Edward Binkowski wanted to be a writer but placated his mother by enrolling in the only medical school that would accept him. He fills notebooks with unfinished stories about a talking penis. When Edward meets a woman who claims to be his conscience, he wonders whether his ex-girlfriend has engineered an elaborate joke. Soon he's having penis hallucinations. Then his roommate, Cletus Jones, has an encounter with a hillbilly that leads to a sexual encounter with a senior citizen ... unless he imagined it.
A third man, who wakes up in a car suffering from amnesia, meets a woman in the road and finds a letter telling him that he is Felix Higginbottom, that he on a mission from God, and that the woman is Cassiopeia, an angel sent to assist him. For no particular reason, Higginbottom becomes obsessed by a racist tome that eventually infects other characters with its descriptions of white superiority. A fourth, math professor Arlo Rasmussen, is trying to take care of a baby. He has his own encounter with Cassiopeia after receiving his own letter from God.
David Valentine Bernard doesn't write the kind of prose that wins literary awards. It isn't awful, but it is awfully amateurish. Bernard is addicted to adverbs and is particularly fond of "confusedly." His sentence structure is too often awkward, he relies on clichés, and some of his sentences "confusedly" trail along with dashes and ellipses that reveal an inability to string thoughts together with care and coherence. Unfortunately, he likes to begin sentences with the word "unfortunately." However, he sometimes changes up by beginning sentences with the word "however." A little of that is fine but when a reader starts to notice the same transitional words being used over and over it becomes grating.

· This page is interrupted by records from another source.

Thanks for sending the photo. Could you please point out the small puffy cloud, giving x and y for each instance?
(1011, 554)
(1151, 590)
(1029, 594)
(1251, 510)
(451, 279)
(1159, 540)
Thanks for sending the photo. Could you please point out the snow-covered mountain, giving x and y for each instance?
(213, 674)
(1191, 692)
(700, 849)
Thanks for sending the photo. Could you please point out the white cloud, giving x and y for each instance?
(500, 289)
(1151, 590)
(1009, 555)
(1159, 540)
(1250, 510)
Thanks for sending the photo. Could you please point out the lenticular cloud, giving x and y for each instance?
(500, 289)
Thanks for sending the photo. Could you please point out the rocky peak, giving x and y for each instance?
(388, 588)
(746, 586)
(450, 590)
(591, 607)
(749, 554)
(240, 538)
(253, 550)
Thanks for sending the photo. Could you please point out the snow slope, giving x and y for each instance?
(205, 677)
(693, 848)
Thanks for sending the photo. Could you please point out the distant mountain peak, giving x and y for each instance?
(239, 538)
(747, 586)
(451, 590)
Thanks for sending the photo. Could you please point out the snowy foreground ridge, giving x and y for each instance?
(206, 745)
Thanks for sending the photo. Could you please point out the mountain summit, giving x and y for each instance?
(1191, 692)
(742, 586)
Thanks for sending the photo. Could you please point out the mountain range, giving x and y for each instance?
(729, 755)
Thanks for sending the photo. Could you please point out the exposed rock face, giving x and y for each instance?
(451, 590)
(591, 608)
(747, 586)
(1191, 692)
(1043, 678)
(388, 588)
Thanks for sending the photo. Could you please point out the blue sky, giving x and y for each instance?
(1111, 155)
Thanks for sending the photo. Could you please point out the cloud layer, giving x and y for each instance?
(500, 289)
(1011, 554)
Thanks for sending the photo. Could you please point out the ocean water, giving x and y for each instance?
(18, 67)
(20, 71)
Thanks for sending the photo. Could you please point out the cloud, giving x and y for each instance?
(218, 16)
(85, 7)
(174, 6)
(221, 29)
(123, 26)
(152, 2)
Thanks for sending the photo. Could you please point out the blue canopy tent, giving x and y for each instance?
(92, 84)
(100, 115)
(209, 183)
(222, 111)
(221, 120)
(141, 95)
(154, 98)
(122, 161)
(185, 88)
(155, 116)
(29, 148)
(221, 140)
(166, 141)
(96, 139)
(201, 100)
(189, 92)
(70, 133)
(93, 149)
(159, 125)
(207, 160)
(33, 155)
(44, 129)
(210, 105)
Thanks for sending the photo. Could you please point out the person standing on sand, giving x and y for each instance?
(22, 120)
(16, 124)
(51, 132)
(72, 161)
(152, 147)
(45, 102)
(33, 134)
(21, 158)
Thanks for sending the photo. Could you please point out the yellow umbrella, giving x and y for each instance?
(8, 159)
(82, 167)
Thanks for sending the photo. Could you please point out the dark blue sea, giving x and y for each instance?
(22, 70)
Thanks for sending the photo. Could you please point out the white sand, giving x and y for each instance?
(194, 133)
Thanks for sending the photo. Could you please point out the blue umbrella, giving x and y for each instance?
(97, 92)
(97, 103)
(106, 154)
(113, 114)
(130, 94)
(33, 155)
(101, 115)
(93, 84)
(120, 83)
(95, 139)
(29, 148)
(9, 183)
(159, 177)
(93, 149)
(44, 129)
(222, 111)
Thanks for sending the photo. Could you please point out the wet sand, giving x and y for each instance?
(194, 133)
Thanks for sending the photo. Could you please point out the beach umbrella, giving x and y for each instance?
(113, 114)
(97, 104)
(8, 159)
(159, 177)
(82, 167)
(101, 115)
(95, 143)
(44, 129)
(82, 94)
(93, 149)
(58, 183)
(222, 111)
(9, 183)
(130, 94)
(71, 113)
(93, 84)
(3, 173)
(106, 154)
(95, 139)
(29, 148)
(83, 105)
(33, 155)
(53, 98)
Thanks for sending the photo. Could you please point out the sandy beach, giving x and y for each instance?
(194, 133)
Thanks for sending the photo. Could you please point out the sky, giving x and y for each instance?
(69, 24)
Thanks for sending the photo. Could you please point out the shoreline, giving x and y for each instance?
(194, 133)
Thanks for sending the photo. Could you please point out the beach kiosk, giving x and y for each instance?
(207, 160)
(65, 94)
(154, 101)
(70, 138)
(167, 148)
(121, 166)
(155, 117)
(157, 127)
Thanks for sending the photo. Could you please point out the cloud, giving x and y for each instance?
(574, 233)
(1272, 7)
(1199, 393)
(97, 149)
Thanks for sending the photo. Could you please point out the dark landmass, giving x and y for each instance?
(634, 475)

I imagine the story is meant to be hilarious. Much of it is childish. Bernard has a middle-school boy's fascination with prostitutes, vaginas, penis size, "huge breasts" that "flop out" of bikini tops, "full firm breasts" that seem ready to "spring from" halter tops, and with "gyrating" butts that might "explode from too much friction." Male characters are constantly having erections and are amazed by them. Eventually some of the idiots in the novel attain enlightenment, but that just makes them enlightened idiots. They hardly seem worth writing about.
Every now and then, Bernard writes an amusing scene, but the humor is far from original. To the extent that things happen to the characters, I suppose the novel has a plot, but it seems the result of haphazard narration rather than coherent planning. I'm surprised that a publisher found any merit in a novel that is best described as stupid.